22 Ağustos 2009 Cumartesi

insani değerlerin herhangi birşeye değmediği günümüzde insanlara güvenemememin neden diğer insanlar için sorun olduğunu çoğu zaman anlamıyorum. 

doğduğum gunden beri sağlam bir aile güvenı elde ettiğimi sanmıyorum öncelıkle, babam devamlı şehir dışında uzun zamanalr geçirir ve annemle beraber ankaradaki evimizde yaşardık. annemde zaten sabah 9dan akşam 4 e kadar öğretmenlık yaptığı ve zaten bolca yorulduğu için yapması gereken temel işlerden dolayı bana harcayacağı zamanı elektirk süpürgesine, merdaneli çamaşır makınesıne harcadığından kucukluğume dair evde hatırladığım evın dip odasında uykum geldiği zaman yattığım üzeridne gri örtülü somya, 2 defterımın yanyana zor sığdığı açılıp kapanır masa ve teelvızyonun kucuk kumandasından ibaretti.

ilk okula gitmeye başladığım zamanlardaysa, 1. sınıfta sınıf öğretmenımın verdiği ödev olan hecelerı ab ac ad af şekilnde babannemın tabırıyle ''çarptırmalı'' okuma alıştırmalarını dğru okuyup okumadığımı gostermesı için annemın yanına gitmiştim. annem o zaman tv karşısında fasülye ayıklıyordu durumu anlattım, annemde tamam oku hadi ben takip ediyorum seni dedı ve ben kafamı eğdım kıtaba okumaya başladım ab ac ad af ag.. epeyde iyi okuyordum ve o kadar mutluydum ki annem yanımdaydı ve sınıftaki diğer çocuklar gibi bende bir nevi ödevımı annemle yapıyordum yardım edıyordu bana, tek başıma oğrenmek zorunda değildim ve bir yanlış yaparsam durup duzeltecektı. evet duzeltecektı biliyordum bunu. bılerek ''ef'' i atladım ''eg'' dedim ki annem fark etsin hemen soyelsın oğlum ''ef'' i atladın ''eg'' i soyledin desin. ama demedi annem. kafamı kaldırdım annem bir yandan tv yi izliyor bir yandan da fasulyelerle uğraşıyor. anne dedım ben ef i atladım eg dedim, tamam oğlum bir daha yapma oyle. dinlemıyordu annem benı. 

ilkokul 3. sınıfta sınıfın en güzel ufak tefek kızı klasmanında göz dolduran bir kıza aşık olmam ve en yakın arkadaş grubumdakı herkese bitişi mozartın türk marşı olan teneffus saatlerınde temız havayı teneffüs etmek yerıne en yakın arkadaşlarıma dun gece o kızı gorduğum ruyayı anlattığım gunlerın sonunda en yakın arkadaşımın yıl sonunda o kızla el ele dolaşması herşeyi dahada beter hale getirdi.. 

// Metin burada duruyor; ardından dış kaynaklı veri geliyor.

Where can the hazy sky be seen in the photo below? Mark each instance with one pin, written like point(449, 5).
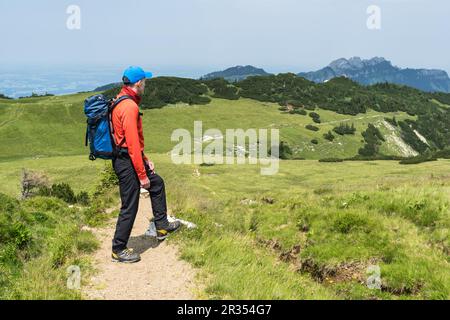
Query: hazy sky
point(195, 36)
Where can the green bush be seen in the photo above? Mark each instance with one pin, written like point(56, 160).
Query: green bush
point(83, 198)
point(329, 136)
point(343, 129)
point(64, 192)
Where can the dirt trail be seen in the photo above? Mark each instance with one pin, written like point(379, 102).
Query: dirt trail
point(160, 275)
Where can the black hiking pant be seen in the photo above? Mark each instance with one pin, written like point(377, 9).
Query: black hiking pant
point(129, 186)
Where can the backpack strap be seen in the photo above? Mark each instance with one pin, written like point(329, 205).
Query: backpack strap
point(115, 103)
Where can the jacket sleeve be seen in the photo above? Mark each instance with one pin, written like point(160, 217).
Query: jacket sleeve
point(129, 123)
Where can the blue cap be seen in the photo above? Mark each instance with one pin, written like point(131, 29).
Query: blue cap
point(134, 74)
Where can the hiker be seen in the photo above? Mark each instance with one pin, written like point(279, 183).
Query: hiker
point(134, 169)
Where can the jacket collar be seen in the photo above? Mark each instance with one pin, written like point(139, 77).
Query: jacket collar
point(130, 92)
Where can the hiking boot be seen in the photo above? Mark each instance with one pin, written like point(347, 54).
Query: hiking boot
point(126, 256)
point(171, 227)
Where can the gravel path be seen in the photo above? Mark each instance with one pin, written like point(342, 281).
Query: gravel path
point(160, 275)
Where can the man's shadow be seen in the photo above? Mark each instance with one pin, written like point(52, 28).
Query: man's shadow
point(142, 243)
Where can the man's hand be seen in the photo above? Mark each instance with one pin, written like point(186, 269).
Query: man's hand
point(145, 184)
point(150, 165)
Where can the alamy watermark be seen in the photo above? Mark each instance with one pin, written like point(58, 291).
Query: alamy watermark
point(74, 278)
point(236, 146)
point(374, 277)
point(73, 21)
point(374, 19)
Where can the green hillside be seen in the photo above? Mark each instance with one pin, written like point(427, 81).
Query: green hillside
point(55, 126)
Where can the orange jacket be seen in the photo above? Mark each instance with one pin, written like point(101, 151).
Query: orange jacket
point(128, 132)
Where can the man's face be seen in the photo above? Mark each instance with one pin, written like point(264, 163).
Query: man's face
point(140, 86)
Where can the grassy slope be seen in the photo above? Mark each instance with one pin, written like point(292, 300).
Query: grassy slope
point(28, 126)
point(343, 216)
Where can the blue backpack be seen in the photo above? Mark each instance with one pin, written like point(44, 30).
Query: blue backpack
point(100, 132)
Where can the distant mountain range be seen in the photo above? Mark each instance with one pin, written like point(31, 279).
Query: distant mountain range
point(237, 73)
point(378, 70)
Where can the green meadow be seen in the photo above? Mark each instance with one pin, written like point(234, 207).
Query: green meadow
point(309, 232)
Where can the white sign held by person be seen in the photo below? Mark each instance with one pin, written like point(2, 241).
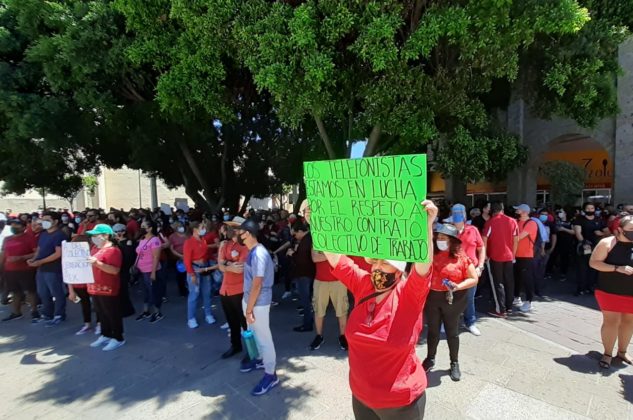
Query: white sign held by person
point(76, 268)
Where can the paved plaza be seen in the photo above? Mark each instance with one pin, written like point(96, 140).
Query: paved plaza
point(541, 366)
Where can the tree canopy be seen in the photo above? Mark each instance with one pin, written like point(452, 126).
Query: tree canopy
point(228, 97)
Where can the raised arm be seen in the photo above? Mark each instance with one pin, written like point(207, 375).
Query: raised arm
point(431, 212)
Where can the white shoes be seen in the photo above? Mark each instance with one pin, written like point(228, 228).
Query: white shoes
point(100, 341)
point(526, 307)
point(113, 345)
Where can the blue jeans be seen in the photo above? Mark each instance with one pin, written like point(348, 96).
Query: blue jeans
point(153, 291)
point(305, 287)
point(203, 286)
point(469, 312)
point(50, 285)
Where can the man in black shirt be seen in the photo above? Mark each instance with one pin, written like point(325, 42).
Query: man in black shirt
point(303, 272)
point(589, 230)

lise çağlarıma geldiğimde ise yatılı bir okulda okudum ve okulda yatılı kalan yaklaşık 150 ye yakın insanla aynı şeylerı yeyip aynı muhabbetlerı yaptığımız bir nevi ufak bir komün şekilndeki toplumsal hayatımızda dış dunyada karşılaşacağım kin nefret ızdırap dedikdu aşk ihtiras sadakat sevgi gibi bir çok temel duygu ve davranışın prototipinin yaşanmasıda benı bu komünü izlemeye sevk etti. ve lisede son yıla geldığımde 'insan davranışları uzerıne notlar' şeklinde kapak ismi bile koyduğum çeşitli durumlarda insan psiklojısının verdiği tepkileri yazdığım notlarım ortaya çıkmıştı. ve bu komünal hayattaki güçlünün, zekinin, ağzı iyi laf yapanın ayakta kaldığı, diğerlerini ezdığı hayat duzenını öğrenmem inananın çok fazla zamanımı almadı ve bunu anlamamla kendımı derslere vermem bir oldu çunku geçirmem gereken bir zamanım vardı ve ınsanalrdan uzak anca bu şekilde geçirebilirdim.

şu an arkama dönüp baktığımda bir çırpıda bu kadar fazla örneği tek solukta verebılıyor olmam yirmi kusur yıldır yaşadığım beşeri kalp kırıklıklarımın, hala gördüğüm kabuslarımın gönullu mümessili olan güveni boşa çıkaran insan formundaki canlılara karşı veremediğim ''siktir et'' tepkisinin bu durumun asıl nedeni olduğuna dair sağlam kanıtlarım mevcut.